After Matt was in bed, Emily went to Maria’s apartment on Broadway and Ninety-fifth for her women’s group. Several members had worked together on a parents’ cooperative day-care center, which in most cases meant “mothers’ cooperative.” The center, held in the church basement that housed workshops on nonviolence during the sixties, included children of every hue, relics of the Revolution: mocha children of black-white unions; Maria’s daughter, Cleo, who’d been conceived to keep her father out of Vietnam; adopted American Indian and Vietnamese children. Instead of cowboys and Indians, the children played Capitalists and Workers.
Emily had lost track of Lou after her freshman year when she’d concluded Lou was an Oreo, but one morning at the center they found themselves face to face. Lou’s greying hair was cut short and looked like steel wool. She wore a khaki army shirt and sunglasses. Her hands rested on the heads of two small dark children; she explained later they were to have been soldiers for the Black Nation. Her husband apparently spent most of his time stockpiling weapons. She was in law school on a grant and was in love with a white woman law student. They stared at each other for a long time. Finally Lou smiled and drawled, “Hey, gal. How you making it?”
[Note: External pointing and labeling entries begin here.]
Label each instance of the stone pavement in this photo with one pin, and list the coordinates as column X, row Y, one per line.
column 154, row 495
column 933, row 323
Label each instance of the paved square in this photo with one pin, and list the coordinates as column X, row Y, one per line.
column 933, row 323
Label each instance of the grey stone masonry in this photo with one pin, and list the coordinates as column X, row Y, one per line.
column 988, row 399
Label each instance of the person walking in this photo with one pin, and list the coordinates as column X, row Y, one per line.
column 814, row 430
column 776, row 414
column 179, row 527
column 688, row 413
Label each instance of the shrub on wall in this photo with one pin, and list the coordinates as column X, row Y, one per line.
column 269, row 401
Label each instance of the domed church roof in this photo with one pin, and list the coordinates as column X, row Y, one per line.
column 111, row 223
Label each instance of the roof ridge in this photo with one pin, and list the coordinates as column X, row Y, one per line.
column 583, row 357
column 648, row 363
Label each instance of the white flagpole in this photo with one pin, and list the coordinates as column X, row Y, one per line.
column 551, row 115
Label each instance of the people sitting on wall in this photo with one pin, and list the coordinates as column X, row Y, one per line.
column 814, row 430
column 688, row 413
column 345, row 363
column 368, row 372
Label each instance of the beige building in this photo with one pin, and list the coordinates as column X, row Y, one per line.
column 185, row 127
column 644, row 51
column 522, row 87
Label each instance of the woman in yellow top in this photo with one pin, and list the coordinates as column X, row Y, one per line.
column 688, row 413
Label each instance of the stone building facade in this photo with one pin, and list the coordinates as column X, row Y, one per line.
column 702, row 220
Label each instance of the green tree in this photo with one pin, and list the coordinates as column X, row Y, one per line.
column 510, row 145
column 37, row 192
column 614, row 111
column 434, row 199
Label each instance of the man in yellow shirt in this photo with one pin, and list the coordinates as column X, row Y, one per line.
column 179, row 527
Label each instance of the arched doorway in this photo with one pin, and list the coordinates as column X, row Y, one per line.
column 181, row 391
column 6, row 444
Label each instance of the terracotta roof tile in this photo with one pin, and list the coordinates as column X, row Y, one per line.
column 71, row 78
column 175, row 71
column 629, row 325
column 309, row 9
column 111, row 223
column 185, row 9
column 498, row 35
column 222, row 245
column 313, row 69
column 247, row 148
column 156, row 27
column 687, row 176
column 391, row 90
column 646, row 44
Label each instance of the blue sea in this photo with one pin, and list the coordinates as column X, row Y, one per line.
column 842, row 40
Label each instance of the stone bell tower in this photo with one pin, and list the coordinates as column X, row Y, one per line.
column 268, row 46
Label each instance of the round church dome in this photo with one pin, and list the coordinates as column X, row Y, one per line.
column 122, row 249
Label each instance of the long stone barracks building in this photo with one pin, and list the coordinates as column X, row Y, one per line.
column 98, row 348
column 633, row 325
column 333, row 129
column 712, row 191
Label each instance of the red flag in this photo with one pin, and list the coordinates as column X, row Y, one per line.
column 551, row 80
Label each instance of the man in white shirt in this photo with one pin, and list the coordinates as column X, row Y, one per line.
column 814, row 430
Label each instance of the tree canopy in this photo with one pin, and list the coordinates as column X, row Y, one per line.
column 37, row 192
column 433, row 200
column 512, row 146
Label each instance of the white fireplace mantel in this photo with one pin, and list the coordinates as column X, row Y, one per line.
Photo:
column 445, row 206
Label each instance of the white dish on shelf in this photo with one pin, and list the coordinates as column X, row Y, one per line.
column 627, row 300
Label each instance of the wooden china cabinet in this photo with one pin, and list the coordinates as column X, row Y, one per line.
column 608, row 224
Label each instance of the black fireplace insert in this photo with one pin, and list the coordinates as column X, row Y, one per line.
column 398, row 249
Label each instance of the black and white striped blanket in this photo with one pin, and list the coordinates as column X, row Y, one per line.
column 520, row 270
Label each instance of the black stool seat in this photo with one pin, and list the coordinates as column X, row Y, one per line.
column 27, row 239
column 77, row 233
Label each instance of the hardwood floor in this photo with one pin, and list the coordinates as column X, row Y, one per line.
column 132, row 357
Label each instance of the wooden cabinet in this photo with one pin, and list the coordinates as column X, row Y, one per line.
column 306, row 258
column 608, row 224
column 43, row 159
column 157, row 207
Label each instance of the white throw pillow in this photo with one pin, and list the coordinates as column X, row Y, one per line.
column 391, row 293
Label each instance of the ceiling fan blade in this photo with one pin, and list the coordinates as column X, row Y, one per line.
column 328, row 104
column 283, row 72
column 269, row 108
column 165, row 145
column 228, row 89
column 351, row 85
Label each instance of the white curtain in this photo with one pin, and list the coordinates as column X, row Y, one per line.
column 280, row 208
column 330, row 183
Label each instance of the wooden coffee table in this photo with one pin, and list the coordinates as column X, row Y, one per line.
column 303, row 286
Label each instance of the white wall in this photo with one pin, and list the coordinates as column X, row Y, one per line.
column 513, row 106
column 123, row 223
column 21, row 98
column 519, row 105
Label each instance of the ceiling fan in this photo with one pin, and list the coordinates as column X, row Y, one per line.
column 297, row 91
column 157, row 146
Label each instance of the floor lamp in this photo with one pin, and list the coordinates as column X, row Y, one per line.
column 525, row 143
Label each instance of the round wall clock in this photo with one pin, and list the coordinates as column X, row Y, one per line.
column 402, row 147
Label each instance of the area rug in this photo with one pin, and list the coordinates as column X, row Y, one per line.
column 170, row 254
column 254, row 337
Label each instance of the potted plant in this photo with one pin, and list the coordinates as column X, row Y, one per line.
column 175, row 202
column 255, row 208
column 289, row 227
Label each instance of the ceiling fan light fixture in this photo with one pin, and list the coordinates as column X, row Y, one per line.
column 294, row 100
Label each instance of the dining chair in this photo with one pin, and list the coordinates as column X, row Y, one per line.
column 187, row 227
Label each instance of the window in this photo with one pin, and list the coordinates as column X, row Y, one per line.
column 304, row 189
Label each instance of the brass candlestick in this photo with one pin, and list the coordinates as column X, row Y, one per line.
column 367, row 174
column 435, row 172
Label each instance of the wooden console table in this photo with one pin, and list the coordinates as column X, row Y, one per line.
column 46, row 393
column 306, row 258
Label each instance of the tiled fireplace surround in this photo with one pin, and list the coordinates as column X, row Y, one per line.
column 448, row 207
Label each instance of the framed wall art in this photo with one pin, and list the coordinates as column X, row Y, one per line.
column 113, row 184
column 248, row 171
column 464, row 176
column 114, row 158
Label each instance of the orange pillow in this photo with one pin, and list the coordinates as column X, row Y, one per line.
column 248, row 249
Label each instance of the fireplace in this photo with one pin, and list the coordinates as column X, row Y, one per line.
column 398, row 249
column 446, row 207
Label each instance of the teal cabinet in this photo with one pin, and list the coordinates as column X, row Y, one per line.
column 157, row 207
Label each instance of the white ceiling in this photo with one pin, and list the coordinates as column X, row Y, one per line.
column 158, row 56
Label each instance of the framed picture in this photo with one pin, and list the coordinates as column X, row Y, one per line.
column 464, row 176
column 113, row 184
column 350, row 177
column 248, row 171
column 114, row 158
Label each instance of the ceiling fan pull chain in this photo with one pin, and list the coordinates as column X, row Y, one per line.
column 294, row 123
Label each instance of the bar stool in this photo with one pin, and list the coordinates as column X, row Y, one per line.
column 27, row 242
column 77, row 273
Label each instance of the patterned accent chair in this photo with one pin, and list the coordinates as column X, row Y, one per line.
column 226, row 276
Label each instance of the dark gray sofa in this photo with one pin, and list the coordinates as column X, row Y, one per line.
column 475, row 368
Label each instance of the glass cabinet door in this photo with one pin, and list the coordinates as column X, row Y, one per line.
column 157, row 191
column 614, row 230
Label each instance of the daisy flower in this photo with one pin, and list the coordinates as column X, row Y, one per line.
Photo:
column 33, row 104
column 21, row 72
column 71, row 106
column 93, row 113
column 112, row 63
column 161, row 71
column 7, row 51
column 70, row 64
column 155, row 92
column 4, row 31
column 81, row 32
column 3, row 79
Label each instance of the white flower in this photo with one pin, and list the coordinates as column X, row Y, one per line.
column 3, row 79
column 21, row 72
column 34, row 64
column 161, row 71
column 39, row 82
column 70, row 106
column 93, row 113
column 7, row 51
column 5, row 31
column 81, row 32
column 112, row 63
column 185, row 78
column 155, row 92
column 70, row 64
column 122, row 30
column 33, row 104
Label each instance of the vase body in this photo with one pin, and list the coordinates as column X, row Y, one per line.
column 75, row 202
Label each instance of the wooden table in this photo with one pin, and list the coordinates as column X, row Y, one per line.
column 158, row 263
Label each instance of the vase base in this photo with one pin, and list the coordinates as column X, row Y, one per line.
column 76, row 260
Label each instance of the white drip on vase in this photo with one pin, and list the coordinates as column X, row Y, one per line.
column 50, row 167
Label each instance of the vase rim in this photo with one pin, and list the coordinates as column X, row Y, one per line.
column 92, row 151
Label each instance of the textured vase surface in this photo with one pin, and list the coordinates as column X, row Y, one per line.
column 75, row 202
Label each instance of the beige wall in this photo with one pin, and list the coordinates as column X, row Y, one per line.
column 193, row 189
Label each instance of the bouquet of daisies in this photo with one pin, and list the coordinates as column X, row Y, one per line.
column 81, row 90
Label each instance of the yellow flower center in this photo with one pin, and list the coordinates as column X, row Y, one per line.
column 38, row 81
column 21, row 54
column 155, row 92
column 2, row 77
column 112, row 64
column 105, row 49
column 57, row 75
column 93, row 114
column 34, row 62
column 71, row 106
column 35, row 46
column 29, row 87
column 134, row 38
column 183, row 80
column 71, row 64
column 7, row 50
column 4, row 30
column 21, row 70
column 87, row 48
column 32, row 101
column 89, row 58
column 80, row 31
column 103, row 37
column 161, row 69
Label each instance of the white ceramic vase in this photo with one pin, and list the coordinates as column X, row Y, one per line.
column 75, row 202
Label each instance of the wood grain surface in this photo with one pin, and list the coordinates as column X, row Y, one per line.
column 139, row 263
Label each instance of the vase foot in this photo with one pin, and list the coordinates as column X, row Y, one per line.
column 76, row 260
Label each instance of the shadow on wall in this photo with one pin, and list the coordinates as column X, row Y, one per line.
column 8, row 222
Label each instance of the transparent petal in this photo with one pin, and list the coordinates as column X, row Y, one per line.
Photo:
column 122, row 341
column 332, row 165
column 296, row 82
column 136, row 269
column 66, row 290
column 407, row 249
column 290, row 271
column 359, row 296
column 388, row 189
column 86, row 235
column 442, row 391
When Emily first started going to the women’s group, Justin asked, “What do you girls do—swap recipes?” He chortled.
Emily smiled, pinchedly. “No, we examine the ways in which this society has conditioned us to put up with remarks like that. I mean, really, Justin. Would you say to a Black Panther, ‘What do you do, eat watermelon?’”
“The lady talks back! Well, my dear, you’re getting there.”
“Don’t you patronize me, Justin Lawson.”
“You’re quite right,” he said with a grin. “And I’m proud of you for not letting me get away with it.”
The first meetings consisted of discussions of why they were meeting. Unable t
o come to a unanimous conclusion, they decided just to meet and not worry about it. For the next several months they discussed what the format should be, given that they all loathed the hierarchical pattern bequeathed them by the patriarchy. Should they rotate discussion leaders, or do without leaders altogether? Should they pick a topic for each week, read the same book? Or should topics just evolve? They could never make up their collective mind. They finally decided whoever was having the meeting in her apartment would be responsible for the structure of that meeting.
Justin, meanwhile, was less than enchanted. “Next thing you know, you girls will be referring to yourselves as Third World. Colonized by male imperialists!” He crowed from where he lay with his parachutist boots on the couch.
“The analogy’s been drawn,” said Emily.
He gazed at her with amazement. “Counterrevolutionary,” he announced. “A bunch of spoiled middle-class white women coffee-klatching. When millions of nonwhites and workers across the world are being exploited.”
“Two of us are black. And we’re all working—the housewives for room and board, and the rest of us for half what men are paid.”
He gave her a look of such political contempt that she shriveled like a cock facing circumcision, scuttled over and kissed his forehead, a heretic slobbering over the ring of the Grand Inquisitor.
“What I want to know,” Emily explained as they drank red wine in Maria’s cluttered living room, “is when I get sympathized with.”
“When are you going to get yourself a good woman?” Maria asked with a grin. She drew on her cigarette, while everyone except Kate and Lou sputtered indignantly. Kate, a lover of Maria’s, was a small woman in bib overalls with lots of curly hair, who worked as an electrician’s apprentice. She spoke little but gave disdainful looks when anyone said something thoughtlessly heterosexual, referring to the rest of the group as the Het-Set.